Due to its irregular nature and lack of a pre-defined structure, conducting an internet search can be difficult, Madria says. "Internet users must rely on search engines like Google or Yahoo, which retrieve data based on a keyword search," says Madria. "This data is often unreliable because the mere presence of a keyword on a webpage does not mean that page belongs to the domain of interest," Madria explains.
These search engines are centralized repositories of data and leave the user no means to manage the data as they wish.
By using the warehouse technology detailed in Madria’s book, however, a user can perform a web search with specified on hyperlinks or page content, then store that data in a local warehouse. "A user can then use this warehouse data for future queries with no need for another Internet search," Madria says. "Such a system is very useful for individual users and companies, who often search for data in a related domain."
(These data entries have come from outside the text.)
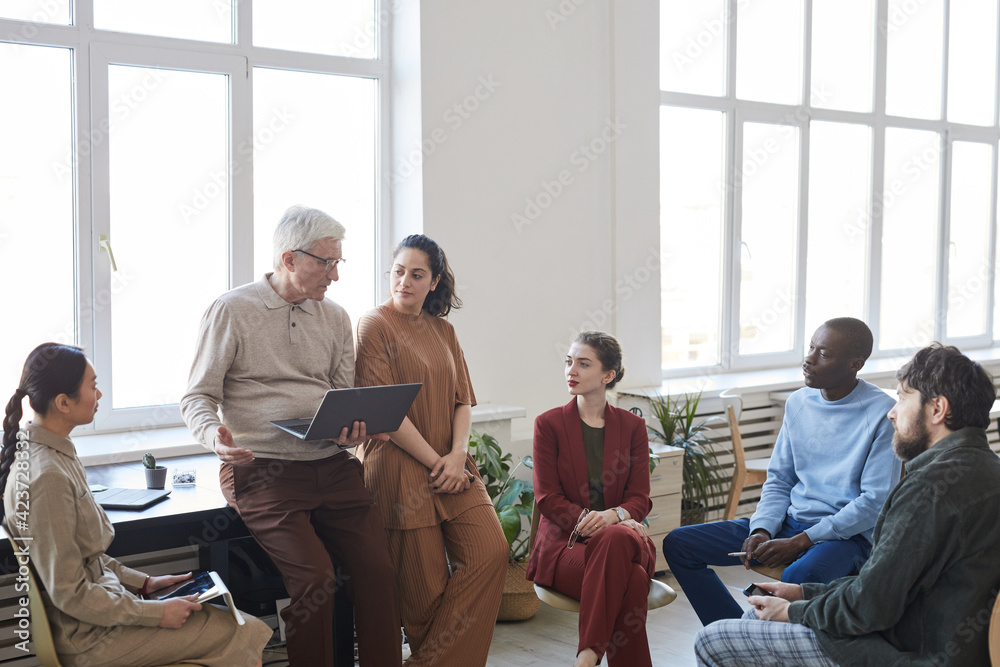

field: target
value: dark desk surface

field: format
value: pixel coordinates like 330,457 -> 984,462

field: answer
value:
0,452 -> 249,572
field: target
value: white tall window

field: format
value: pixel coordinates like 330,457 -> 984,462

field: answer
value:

The book also discusses storing data, and maintaining the warehouse data to deal with webpage updates.
Madria co-wrote the book with Dr. Sourav Bhowmick and Dr. Wee Keong Ng, two members of the information systems faculty at Nanyang Technological University in Singapore. It is the result of Madria’s research over the past five years.
Madria has taught at UMR since 2000. He specializes in web and mobile data management and teaches courses on database systems, web data management and XML, and mobile computing.